Francesco Risso is now in his ninth year at Marni, and it seems he’s only improving with time. Today’s collection was one of his finest yet: Though more restrained by his usual pyrotechnical standards, it still captured all the magic and enchantment Risso consistently conjures from his Mad Hatter ingenuity.

The show was held at Marni’s headquarters, a vast and spare space suffused with dark red light. Crowds in hysterics screaming for celebrities were nowhere in sight. The seating arrangement, a sparse and labyrinthine layout of chairs seemingly scattered at random, surrounded three black grand pianos. On each seat lay a poem, printed on origami paper, by an unknown author. It was about a white rabbit darting through the quietude of a dark moonlit forest. But swoop! In a flash, the bunny vanishes. “Beauty is a white rabbit. You chase it, though you fall short in capturing it,” said Risso backstage. Perhaps this time he succeeded.
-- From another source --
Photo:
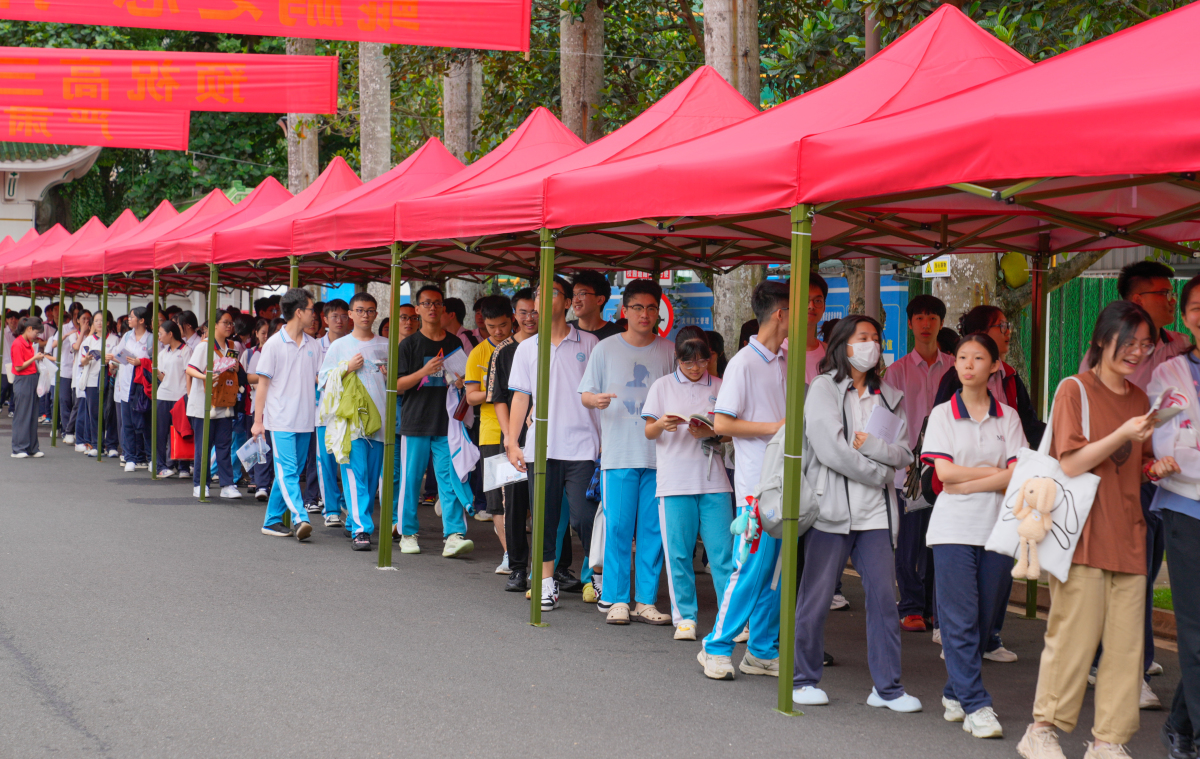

Staying true to his whimsical radicalism, Risso crafted the entire collection solely from cotton, experimenting with its textures and weaves in various forms. Cotton, a perennial, honest material, symbolizes resilience and embodies the “purity of beauty” that Risso has been pursuing. “The cotton thread represents the thread that mends relationships and wounds, guiding us back to the right path after we’ve strayed, and leading us towards what I call the essential beauty routine,” he explained. Fittingly, this was also the title of the show.

The collection’s approach was “rather liturgical,” as Risso put it: he wanted to evoke the ritualistic nature of fashion shows from a bygone era, when the progression flowed seamlessly from daywear, through les tenues d’après midi, culminating in grand evening gowns. Here, Risso began with slender silhouettes in soft hues, punctuated by dashes of black and white—fitted blazers over leggings, cropped chemises worn backwards like capelets, and small hourglass dresses shaped by vertical pleats. Gradually, the designs transitioned into more voluminous forms, featuring broad-shouldered jackets and tuxedos paired with tight siren skirts with stiff ruched hems, introducing a hint of ’50s couture, further accentuated by wondrous hats “à la Audrey Hepburn.”

Nostalgia doesn’t feature in Risso’s vocabulary though; the stunning parade of evening gowns that closed the show was a masterclass in fresh, poised fabulousness. Bustier dresses with pannier skirts were printed with bold, blown-up roses or exquisitely fluttered with shredded cotton feathers embroidered with shimmering crystals. “They’re glimpses of impossible beauty,” said Risso. “Beauty is pervasive: it makes everyone feel more beautiful.”